I begin this Paschal Weekend a new woman already - I am officially smoke free. I have not had a cigaret in 8 days and I am declaring myself before all the world as a non smoker. Next week, when I go to see the nutritionist, I will be able to say with a straight face, "Nope, I do not smoke".
And I made it through yesterday, which was not easy. Goofy stuff has started up at work again and I lost my composure in our private meeting with all the other supervisors...my downfall there has been crying when I am accused of things I did not do. I handled it before the meeting and was able to tell them that I had spoken to the employee, documented the conversation within an inch of its life and that my union and my attorney have copies of the documentation, but I also told my boss I was exhausted by the atmosphere of relativism at the department. The idea that one can be accused of something and it is just too damn bad if it is true or not, it is up to you to scramble and prove your innocence, has me beated there.
Which is an appropriate way to begin Holy Thursday, is it not? If one wishes to be united with Christ, one can start by being falsely accused and then knowing that everyone around you at your workplace thinks you are an emotional basketcase.
Ah, thank you - Lord? I mean, thank you for Loving Me but I am ready to get out of there now. Whatever lesson You wanted me to learn, may we call it even and get me OUT OF THAT PLACE?
Tonight I will take Mom and a neighbor woman to the Mass of the Lord's Supper.
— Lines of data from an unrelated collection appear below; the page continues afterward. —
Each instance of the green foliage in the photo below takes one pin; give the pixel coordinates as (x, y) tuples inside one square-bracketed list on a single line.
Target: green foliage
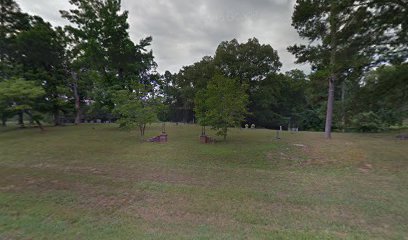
[(135, 110), (17, 94), (223, 104), (367, 122)]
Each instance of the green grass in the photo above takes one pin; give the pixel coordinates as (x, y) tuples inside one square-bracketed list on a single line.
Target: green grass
[(99, 182)]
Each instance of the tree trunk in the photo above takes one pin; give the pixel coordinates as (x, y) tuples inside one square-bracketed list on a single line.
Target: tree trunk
[(57, 121), (35, 120), (329, 112), (343, 106), (332, 77), (4, 121), (77, 104), (20, 119)]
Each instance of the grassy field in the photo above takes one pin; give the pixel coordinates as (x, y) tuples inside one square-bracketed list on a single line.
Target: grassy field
[(99, 182)]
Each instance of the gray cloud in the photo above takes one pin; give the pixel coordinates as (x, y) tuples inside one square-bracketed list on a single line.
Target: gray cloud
[(186, 30)]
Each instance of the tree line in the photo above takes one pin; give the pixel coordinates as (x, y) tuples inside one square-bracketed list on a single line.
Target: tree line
[(92, 69)]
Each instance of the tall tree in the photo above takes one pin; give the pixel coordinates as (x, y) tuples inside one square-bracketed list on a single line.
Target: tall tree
[(222, 105), (101, 43), (41, 52), (345, 36), (20, 96), (12, 21)]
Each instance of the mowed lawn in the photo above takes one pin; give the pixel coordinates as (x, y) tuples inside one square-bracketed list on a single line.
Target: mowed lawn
[(99, 182)]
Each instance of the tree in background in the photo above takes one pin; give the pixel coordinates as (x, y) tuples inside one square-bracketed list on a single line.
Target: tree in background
[(20, 96), (136, 109), (347, 36), (223, 104), (101, 46)]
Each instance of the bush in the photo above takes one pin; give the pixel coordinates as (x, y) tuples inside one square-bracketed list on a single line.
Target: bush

It is a beautiful liturgy. Our priests will wash the feet of twelve men from the congregation, we will process our Lord to 'The Garden' where He will be throughout the night. Good Friday, I am going to watch the Live Stations that my friend Julie has helped direct and the Holy Saturday is prayer day. The Easter Vigil is Saturday night and our Candidates and Catechumenate will come into full communion with Holy Mother Church.
I do not have to go back to work until Monday night.
So on today, the first day of our most holy of times in Christendom, may I remind myself that my suffering is probably of my own making and that I have to trust God in order to get through this world. I trust you, Lord. I am weary. Give me the grace to get through this time without hurting anyone or making other people suffer with me.